Eldritch beings make an unimpressive entrance into the survival horror genre.
When Hey, Poor Player received a review copy of Conarium, I was first in line. After writing my preview last month I was intrigued by its atmosphere, but its puzzles left me wholly unsatisfied. The question that drove me forward was this: Will Conarium ever live up to its own macabre mood?
Unfortunately, the answer is a definitive no. My thoughts on the preview align with my thoughts on the full game—there’s a whole lot of style and very little substance. If anything, the issue is more pronounced in the full version of the game because the preview was a slice from Conarium’s meatiest, tentacled cuts.
The surrogate explorer.
In Conarium, you play as the amnesiac Frank Gilman as he explores an abandoned research base in the Antarctic. Bits and pieces of his lost memories wash over him in glitched and broken waves. These provide the most direct narration of the game, introducing shadowy characters and frightening revelations.

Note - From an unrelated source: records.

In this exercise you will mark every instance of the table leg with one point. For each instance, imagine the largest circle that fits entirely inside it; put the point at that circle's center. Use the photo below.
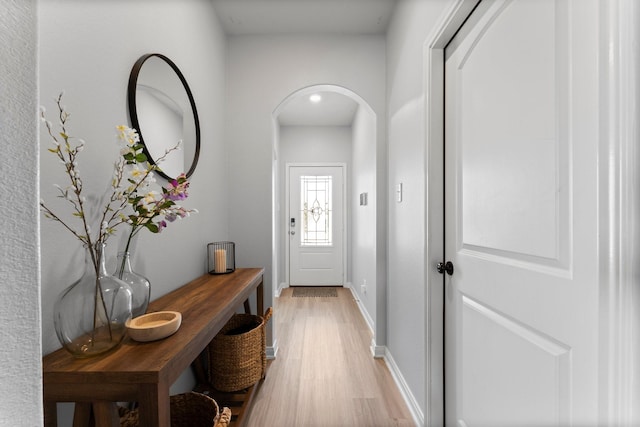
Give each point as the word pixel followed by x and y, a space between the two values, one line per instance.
pixel 106 414
pixel 260 298
pixel 154 407
pixel 50 414
pixel 82 414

You choose how much of the story to piece together. Books and journals are littered about the game, providing insight into the mysterious expedition. I will readily admit that I have never been the type of person to read scraps of lore—even in my favorite games. Conarium is no exception. From the little I read, I gathered a few important tidbits about the plot. Frank Gilman joined the crew at the behest of Dr. Faust, the expedition’s lead researcher whose name betrays his dubious intentions. There is a connection between a mysterious alien plant and the terrible fate of Gilman’s comrades, their faces gruesome and disfigured. Even Frank Gilman himself may not be who he seems…
Yet these mysteries fail to make up for its sluggish pacing and uninteresting characters. Games like Persona and The Witcher get away with slowly unfolding tales by having characters who you can sympathize with and root for in their darkest hour. Watching and interacting with them is engaging even as the story itself plods along behind them. Conarium lacks the strength of writing to make you give half a damn about its characters.
Striking visuals are a silver lining.
While the story may be lacking, the visuals are frankly stunning for an indie title. Vivid colors and gorgeous particle effects create an unsettling atmosphere. My stomach felt a little tight as I turned each corner, though I could never tell if I was getting sick because of the atmosphere or a wicked concoction of visual settings that twisted my gut. For all I know it was the bumpy camera motions that followed Frank Gilman’s every footstep.
Disturbing designs of alien architecture add to Conarium’s strangely horrific tone. Golems—massive robotic slaves built by pre-human civilizations—are hulking in stature, a blend between the mechanic and organic. A severed clockwork head comes to life after solving a rhythmic puzzle in a hidden room. He claims to be none other than Frank Gilman himself, but never elaborates on his mysterious claims. A note on the nearby wall describes the process of implanting a human brain into a robotic body. All of this combines unique designs to build the world itself.
Unfortunately, Conarium’s UI clashes with its other visual elements. Some text is built into the world while some looks like someone took a highlighter to it in Microsoft Word. This pulled me out of the atmosphere the game had tried so valiantly to enrapture me in. This may be a small gripe, but I would’ve liked to see the developers pay more attention to the parts of the game you’re bound to see most often.
A puzzling phenomenon.
Gameplay in Conarium is repetitive but inoffensively mundane. Most of the time you simply walk around in circles looking for items you can pick up and store in your pocket. You can ogle a plethora of books and statues but few offer a solution to nearby puzzles or deep insight into the world itself. The idle collection of trinkets saps away the horror of the game and pads out its straightforward progression. After the fiftieth door Frank Gilman fails to open (with a muttered “locked” or “it’s locked”), it becomes all too obvious that your path is thoroughly railroaded.
Puzzles are rarely challenging. They seem to exist only to remind you that you are, in fact, playing a video game. I would have rather seen a more condensed experience that limit you to spontaneous bursts of interactivity; the supernatural thriller Oxenfree proved that this approach can be chilling and memorable.
Lovecraft’s influence seeps through the cracks in Conarium, offering an enticing peek into the murky depths that horror has failed to approach. Its world is daunting, the perfect setting for a horror masterpiece—but it’s populated by bland characters and uninspired gameplay. I would recommend it only to hardcore horror fans looking for a little more color in their lives beyond the drab browns and rustic reds that cover every corner of modern horror.
Final Verdict: 2.5/5
Available on: PC (Reviewed); Publisher: Iceberg Interactive ; Developer: Zoetrope Interactive; Players: 1 ; Released: June 6, 2017
Full disclosure: This review is based on a Steam key of Conarium given to HeyPoorPlayer by the publisher.